When I was in graduate school, economists discovered clustered standard errors. Or so I assume because it almost became a joke that the first question in any seminar was "did you cluster your standard errors?"

Lately I've been getting the same question from referees on my field experiments, and to the best of my knowledge, this is wrong, wrong, wrong.

So, someone please tell me if I'm mistaken. And if I'm not, a plea to my colleagues: this is not something to write in your referee reports. Please stop.

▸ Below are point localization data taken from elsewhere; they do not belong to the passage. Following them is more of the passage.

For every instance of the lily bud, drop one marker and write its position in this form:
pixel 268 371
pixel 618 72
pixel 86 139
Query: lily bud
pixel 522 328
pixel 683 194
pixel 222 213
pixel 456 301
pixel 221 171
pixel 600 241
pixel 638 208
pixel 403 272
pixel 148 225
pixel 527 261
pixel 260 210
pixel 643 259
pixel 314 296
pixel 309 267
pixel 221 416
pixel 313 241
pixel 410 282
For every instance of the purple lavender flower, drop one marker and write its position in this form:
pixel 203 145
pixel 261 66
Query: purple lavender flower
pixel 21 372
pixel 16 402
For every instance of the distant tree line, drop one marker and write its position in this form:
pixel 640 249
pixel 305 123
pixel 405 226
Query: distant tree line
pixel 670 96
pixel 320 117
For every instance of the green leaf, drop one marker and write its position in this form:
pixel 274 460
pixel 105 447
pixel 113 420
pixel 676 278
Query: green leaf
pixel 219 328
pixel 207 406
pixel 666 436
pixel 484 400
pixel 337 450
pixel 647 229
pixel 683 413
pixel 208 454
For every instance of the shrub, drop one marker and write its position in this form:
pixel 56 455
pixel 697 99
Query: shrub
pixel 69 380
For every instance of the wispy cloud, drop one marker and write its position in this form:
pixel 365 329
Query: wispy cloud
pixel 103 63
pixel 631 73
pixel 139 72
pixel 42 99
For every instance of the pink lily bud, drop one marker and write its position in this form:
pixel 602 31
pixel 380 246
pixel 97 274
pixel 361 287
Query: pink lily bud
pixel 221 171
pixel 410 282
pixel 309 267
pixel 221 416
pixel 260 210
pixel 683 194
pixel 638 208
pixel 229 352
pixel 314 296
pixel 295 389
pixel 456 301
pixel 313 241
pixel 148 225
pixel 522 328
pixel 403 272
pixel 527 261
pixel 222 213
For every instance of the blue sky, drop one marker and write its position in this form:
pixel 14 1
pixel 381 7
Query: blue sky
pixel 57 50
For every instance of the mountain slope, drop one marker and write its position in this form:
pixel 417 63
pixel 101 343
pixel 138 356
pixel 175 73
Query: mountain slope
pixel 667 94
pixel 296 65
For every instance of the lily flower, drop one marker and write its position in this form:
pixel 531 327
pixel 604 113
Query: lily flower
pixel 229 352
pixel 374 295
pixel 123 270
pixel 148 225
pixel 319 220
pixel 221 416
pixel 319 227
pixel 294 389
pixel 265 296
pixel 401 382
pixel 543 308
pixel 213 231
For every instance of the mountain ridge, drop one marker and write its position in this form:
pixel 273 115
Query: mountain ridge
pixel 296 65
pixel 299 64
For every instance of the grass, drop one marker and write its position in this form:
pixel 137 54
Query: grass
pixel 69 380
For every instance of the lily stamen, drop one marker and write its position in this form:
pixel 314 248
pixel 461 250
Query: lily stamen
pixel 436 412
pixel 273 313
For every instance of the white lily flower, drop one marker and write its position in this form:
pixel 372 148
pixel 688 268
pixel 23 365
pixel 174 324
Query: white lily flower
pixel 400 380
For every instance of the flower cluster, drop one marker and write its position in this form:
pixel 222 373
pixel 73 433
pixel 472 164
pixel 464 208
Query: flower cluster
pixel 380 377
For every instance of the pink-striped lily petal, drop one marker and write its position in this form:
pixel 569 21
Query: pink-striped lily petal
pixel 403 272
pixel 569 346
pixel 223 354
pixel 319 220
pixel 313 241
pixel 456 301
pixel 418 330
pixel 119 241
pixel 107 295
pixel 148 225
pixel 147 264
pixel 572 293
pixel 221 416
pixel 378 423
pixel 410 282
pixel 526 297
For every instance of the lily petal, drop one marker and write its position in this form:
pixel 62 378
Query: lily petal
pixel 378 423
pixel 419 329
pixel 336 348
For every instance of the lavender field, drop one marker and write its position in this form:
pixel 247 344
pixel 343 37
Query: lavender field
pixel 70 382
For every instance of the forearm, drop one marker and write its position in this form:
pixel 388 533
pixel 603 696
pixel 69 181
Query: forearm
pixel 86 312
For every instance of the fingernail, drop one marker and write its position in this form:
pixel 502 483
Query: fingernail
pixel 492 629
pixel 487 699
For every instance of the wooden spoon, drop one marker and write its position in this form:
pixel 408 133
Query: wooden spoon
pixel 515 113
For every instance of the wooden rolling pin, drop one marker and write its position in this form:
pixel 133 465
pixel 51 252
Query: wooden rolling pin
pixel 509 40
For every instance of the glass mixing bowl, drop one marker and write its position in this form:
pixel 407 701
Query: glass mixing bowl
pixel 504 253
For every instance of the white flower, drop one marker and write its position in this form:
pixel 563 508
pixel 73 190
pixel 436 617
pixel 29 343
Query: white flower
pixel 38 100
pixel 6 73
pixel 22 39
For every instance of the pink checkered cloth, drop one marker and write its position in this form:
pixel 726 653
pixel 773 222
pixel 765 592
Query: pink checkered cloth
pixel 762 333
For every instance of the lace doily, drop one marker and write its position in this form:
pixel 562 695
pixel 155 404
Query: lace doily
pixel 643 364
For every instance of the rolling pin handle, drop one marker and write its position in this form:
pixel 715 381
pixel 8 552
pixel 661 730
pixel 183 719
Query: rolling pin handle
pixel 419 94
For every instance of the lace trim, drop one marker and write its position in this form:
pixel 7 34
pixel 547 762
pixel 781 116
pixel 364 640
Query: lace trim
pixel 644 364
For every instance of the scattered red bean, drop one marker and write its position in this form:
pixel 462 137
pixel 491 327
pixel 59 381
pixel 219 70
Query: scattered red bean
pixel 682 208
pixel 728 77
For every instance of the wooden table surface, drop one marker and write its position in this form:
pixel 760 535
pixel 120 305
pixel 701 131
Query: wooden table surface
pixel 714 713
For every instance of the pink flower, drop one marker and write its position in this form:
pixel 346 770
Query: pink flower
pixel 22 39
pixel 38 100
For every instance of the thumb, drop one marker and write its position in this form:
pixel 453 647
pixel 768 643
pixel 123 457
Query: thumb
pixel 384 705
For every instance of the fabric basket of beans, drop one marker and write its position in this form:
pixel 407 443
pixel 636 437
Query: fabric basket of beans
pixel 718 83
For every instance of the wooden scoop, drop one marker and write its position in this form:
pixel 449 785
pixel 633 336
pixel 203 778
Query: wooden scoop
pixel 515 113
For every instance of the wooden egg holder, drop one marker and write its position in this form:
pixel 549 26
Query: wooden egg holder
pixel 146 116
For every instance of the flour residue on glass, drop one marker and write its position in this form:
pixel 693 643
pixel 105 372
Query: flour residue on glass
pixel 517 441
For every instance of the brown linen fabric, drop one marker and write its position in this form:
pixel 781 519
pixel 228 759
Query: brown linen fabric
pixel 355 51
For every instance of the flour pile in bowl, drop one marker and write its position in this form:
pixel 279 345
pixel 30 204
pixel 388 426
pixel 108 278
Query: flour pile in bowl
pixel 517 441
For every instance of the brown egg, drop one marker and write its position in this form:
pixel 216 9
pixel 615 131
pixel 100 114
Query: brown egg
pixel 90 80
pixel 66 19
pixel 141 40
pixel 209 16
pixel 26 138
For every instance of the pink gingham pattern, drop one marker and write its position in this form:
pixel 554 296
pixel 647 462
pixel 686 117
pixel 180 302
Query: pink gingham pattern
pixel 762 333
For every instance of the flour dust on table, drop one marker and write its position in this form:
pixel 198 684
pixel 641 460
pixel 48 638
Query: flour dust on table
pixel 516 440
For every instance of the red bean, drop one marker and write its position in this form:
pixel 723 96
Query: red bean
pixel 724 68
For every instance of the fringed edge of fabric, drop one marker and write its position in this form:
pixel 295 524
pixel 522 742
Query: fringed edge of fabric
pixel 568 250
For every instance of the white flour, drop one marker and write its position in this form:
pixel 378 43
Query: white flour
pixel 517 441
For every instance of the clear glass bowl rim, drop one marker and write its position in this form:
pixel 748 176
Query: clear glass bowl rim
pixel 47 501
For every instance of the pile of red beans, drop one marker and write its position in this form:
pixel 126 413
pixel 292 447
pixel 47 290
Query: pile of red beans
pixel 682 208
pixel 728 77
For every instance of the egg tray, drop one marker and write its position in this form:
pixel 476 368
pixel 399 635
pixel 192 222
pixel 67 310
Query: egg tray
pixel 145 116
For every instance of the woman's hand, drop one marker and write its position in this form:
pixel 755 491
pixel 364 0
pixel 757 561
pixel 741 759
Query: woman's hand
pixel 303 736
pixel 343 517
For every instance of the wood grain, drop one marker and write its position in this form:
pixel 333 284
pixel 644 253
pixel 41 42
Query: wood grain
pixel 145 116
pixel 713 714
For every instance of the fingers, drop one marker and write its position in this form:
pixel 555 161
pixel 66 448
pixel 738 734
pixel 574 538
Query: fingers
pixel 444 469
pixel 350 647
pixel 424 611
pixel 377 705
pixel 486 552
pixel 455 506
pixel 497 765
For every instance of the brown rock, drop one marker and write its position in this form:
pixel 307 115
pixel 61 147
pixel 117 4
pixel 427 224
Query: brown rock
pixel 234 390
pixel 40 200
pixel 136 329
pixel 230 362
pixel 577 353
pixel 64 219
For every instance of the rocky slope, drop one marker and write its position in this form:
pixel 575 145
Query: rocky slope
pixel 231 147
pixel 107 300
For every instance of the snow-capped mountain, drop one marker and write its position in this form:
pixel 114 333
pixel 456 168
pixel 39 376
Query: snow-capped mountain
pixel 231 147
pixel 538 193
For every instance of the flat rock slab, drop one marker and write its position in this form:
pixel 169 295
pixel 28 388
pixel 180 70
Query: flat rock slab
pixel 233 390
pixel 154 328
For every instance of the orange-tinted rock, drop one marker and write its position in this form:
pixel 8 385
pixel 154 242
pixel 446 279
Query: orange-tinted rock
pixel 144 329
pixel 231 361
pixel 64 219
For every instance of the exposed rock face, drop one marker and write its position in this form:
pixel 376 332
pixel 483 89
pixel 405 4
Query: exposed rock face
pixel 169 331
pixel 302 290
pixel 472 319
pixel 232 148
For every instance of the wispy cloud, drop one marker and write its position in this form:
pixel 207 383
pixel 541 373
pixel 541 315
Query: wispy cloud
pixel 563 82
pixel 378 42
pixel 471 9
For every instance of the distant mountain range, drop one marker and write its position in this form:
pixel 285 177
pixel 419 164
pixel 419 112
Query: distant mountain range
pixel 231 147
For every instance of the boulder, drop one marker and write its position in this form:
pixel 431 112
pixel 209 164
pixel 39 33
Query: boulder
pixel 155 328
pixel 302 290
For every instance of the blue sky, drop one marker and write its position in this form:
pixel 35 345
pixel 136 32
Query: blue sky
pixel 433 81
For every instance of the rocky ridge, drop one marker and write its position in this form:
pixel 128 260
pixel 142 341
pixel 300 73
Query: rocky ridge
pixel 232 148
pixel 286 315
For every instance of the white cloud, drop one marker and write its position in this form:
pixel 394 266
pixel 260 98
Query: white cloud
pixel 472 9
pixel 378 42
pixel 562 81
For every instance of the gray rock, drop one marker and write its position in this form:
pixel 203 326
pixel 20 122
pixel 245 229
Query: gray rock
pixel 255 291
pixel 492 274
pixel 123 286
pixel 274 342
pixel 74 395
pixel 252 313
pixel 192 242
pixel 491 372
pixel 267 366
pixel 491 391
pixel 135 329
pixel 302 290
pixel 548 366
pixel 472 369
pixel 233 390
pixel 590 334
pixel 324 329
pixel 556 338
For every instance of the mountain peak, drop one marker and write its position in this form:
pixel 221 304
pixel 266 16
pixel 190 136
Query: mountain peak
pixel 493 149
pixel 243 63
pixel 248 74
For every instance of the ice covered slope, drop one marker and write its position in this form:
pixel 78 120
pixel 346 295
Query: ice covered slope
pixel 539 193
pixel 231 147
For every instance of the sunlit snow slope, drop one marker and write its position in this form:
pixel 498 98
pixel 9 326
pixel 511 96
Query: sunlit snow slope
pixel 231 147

I guess I should explain what clustering means (though if you don't know already there's a good chance you don't care and it's not relevant to your life). Imagine people in a village who experience a change in rainfall or the national price of the crop they grow. If you want to know how employment or violence or something responds to that shock, you have to account for the fact that people in the same village are subject to the same unobserved forces of all varieties. If you don't, your regression will tend to overstate the precision of any link between the rainfall change and employment. In Stata, this is mindlessly and easily accomplished by putting ", cluster" at the end of your regression, and we all do it.

This makes sense if you have observational data (at least sometimes). But if you have randomized a program at the individual level, you do not need to cluster at the village level, or some other higher unit of analysis. Because you randomized.

Or so I believe. But I don't have a proof or citation to one. I have asked some of the very best experimentalists in the land this week, and all agree with me, but none have a citation or a proof. I could run a simulation to prove it, but surely someone smarter and less lazy than me has attacked this problem?

While I'm on the subject, my related but nearly opposite pet peeves:

  • Reviewing papers that randomize at the village or higher level and do not account for this through clustering or some other method. This too is wrong, wrong, wrong, and I see it happen all the time, especially political science and public health.
  • Maybe worse are the political scientists who persist in interviewing people on either side of a border and treating some historical change as a treatment, ignoring that they basically have a sample of size of two. This is not a valid method of causal inference.